I’m entering my senior year at Boston University and am on track to graduate with a Bachelor of Music degree in viola performance and a Bachelor of Arts in philosophy. In 2020, I transferred from the University of Kansas to pursue more opportunities as a classical musician and pre-law student. At both BU and my high school, I founded the first chapters of the Ethics Bowl Teams through the Association for Practical and Professional Ethics and the Parr Center for Ethics’ National High School Ethics Bowl, respectively. I’ve learned how rewarding philosophical inquiry in an oral and collaborative manner can be, and what kind of attitude is present towards even the most fundamental moral issues that surface throughout our daily lives.

TheHumanist.com: How did you first learn about humanism?

I first learned about humanism in early high school during my journey to figure out if I personally sympathized with Judeo-Christian doctrine. I quickly realized I didn’t, but I found a new appreciation for the kind of dialectical reasoning I engaged with about whether or not religion was right for me. From Hinduism to Satanism to Discordianism, learning about many different schools of thought made me realize that secular humanism will be something I always identify with, solely because I relate with its good-faith responses to pressing issues, such as the overwhelming presence of organized religion within our socio-economic institutions.

TheHumanist.com: Did you grow up in a traditional religious faith? How did it impact you?

Growing up very close to the Bible Belt, I actually have never identified with any religious faith nor has my immediate family. Many of my friends, peers, and mentors were religious, but my Sundays were always either empty or spent with the Youth Symphony of Kansas City at weekly rehearsals. Having grown up with an absence of faith lent me the intellectual opportunity to both question and try to understand it. At fourteen, I tackled my own inquiries by committing my Sunday mornings and Wednesday evenings to my local church’s services and youth groups. Since then, I found clarity about how it operates, what it has become since its conception, and its function in people’s lives at both personal and civil levels. I’ve been identifying as an atheist activist since engaging in the enterprise of the philosophy of religion.

TheHumanist.com: What interested you most about working for the American Humanist Association?

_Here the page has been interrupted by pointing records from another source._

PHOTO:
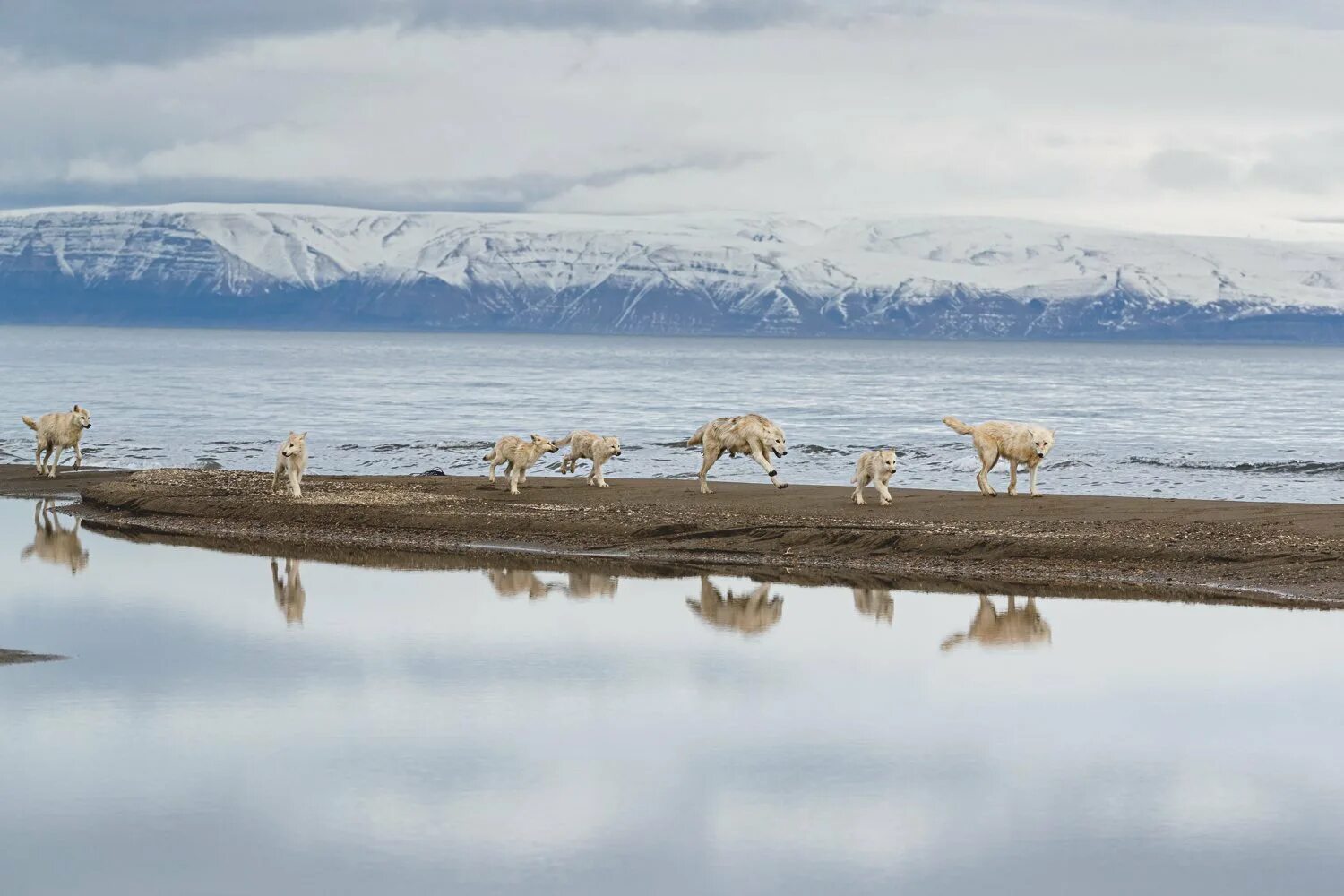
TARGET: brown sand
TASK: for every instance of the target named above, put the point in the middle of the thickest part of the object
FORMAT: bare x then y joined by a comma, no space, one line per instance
1250,551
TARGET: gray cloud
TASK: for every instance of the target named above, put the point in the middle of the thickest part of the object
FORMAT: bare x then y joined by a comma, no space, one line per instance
481,194
153,31
1187,169
107,31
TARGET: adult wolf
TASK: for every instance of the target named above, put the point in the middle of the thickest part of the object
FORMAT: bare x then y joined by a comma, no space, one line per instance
1016,443
747,435
599,449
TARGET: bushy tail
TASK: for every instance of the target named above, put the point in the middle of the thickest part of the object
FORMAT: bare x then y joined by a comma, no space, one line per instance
959,426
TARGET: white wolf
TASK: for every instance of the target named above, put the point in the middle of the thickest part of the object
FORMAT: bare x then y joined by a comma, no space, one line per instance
290,461
1016,443
599,449
747,435
56,433
519,454
876,468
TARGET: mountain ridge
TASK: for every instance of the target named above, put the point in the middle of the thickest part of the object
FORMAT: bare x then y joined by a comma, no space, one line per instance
746,274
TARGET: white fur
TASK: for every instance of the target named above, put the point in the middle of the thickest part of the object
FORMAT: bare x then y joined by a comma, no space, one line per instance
874,466
599,449
58,432
1016,443
519,454
747,435
290,461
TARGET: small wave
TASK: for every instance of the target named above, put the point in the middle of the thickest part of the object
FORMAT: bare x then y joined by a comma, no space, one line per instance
1282,468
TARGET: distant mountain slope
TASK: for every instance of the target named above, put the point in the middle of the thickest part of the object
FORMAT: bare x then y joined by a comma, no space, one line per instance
927,277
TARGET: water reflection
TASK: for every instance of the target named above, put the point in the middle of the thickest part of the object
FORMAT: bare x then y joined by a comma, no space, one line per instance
516,583
875,602
289,591
591,584
752,614
54,543
1011,627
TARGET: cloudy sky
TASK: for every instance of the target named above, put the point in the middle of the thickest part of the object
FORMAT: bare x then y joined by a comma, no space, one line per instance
1218,116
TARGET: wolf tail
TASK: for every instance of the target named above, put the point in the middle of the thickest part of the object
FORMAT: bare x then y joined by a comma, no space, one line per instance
959,426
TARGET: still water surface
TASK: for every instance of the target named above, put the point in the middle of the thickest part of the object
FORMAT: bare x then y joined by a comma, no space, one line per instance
228,727
1253,422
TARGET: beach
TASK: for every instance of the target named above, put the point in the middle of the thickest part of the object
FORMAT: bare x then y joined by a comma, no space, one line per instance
1262,552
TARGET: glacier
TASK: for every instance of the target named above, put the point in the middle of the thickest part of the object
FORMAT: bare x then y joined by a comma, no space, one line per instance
927,277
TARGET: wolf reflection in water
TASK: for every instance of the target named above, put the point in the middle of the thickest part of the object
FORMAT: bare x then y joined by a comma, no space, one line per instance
53,543
289,591
1013,626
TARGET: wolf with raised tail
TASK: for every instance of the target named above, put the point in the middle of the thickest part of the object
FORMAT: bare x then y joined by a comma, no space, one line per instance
747,435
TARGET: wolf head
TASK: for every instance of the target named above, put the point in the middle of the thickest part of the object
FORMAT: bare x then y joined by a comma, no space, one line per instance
546,445
293,445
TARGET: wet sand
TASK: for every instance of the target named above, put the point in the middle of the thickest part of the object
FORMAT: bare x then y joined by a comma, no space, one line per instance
1145,547
13,657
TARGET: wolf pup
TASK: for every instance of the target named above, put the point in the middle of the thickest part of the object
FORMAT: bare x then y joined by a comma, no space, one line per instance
519,454
747,435
56,433
1016,443
876,468
290,461
599,449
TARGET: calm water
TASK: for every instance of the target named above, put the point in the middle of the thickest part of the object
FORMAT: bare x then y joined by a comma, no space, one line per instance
220,728
1172,421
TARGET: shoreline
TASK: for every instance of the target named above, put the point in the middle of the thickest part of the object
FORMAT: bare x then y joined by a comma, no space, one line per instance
1260,552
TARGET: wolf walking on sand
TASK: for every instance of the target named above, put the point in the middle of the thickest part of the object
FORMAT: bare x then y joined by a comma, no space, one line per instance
290,462
874,466
58,432
747,435
1016,443
519,454
599,449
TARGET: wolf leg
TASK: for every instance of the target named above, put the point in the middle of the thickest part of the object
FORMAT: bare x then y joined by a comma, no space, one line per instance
769,469
988,457
711,454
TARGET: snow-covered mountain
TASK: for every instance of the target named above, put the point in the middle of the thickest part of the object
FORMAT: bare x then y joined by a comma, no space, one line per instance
929,277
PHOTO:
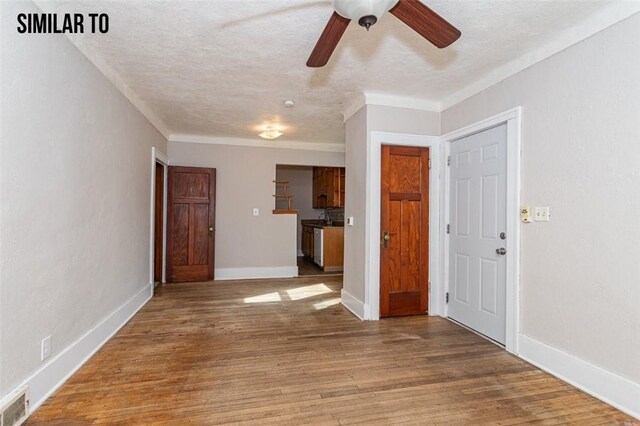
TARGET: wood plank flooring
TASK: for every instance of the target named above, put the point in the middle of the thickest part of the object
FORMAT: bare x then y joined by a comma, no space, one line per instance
286,352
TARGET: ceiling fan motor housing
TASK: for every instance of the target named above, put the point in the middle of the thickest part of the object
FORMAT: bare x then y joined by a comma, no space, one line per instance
365,12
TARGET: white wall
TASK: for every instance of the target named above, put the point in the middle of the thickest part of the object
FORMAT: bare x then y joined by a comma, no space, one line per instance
75,172
358,130
245,180
581,156
301,187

After making a personal decision to identify with humanism, I felt like the next appropriate step would be to associate with activist collectives, such as the AHA. I’ve been following the work of the AHA since high school and, ever since then, I made it a priority to ‘do what a humanist would do’ in terms of engaging in activism, investigating ethical dilemmas through a humanist lens, and doing other life-affirming activities, like playing the viola. Having the AHA act as such a large influence in my personal growth for so long, I figured I could show something for it by actually working for them one day. And so, here I am as a summer intern!

TheHumanist.com: What book has influenced you the most?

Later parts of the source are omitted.